Based on the comic book series by American writer Joe Hill, son of novelist Stephen King, the show follows the Locke family as they move to their ancestral home, Key House, in Matheson, Massachusetts, after the shocking murder of their father Rendell. In Season 1, the latest generation of Locke, Tyler (Jessup), Kinsey (Jones), and Bode (Scott) discover some magical keys as they adjust to the move and settle into their new home.

Nina (Stanchfield) deals with her own struggles of mourning her husband’s death and wondering if she made the right decision to move her family across the country from Seattle.

Once cast in the role, Stanchfield put his own spin on Nina because the series made her different from the graphic novel version.

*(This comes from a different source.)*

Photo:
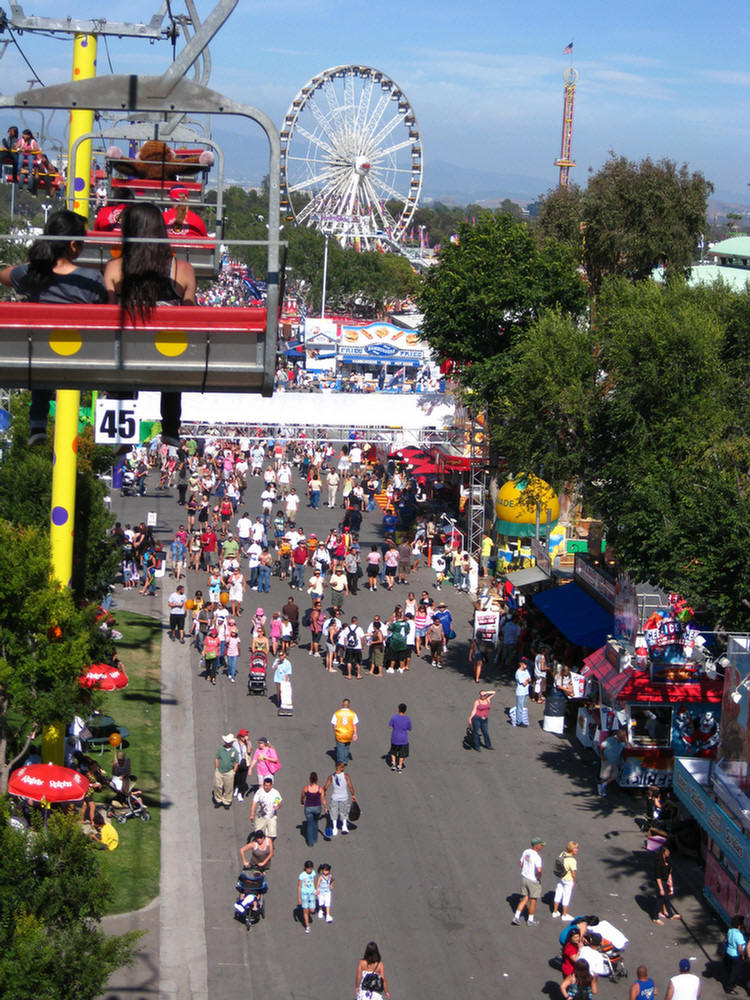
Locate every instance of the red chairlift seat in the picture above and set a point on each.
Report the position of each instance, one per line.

“In the comic series, she’s drunk all the time,” Stanchfield said. “She always has a drink, a glass of wine or something like that. So it never really leaves that state. She constantly has tears running down her face, I guess some of that is a bit similar, but she’s very depressed, she’s an alcoholic. She has a great leg brace … and she also has jet black hair, she’s voluptuous. … She couldn’t be more different from me physically too. “

Locke and Key

“Locke & Key” showrunners Carlton Cuse and Meredith Averill advised the actress to use the source material as “reference.”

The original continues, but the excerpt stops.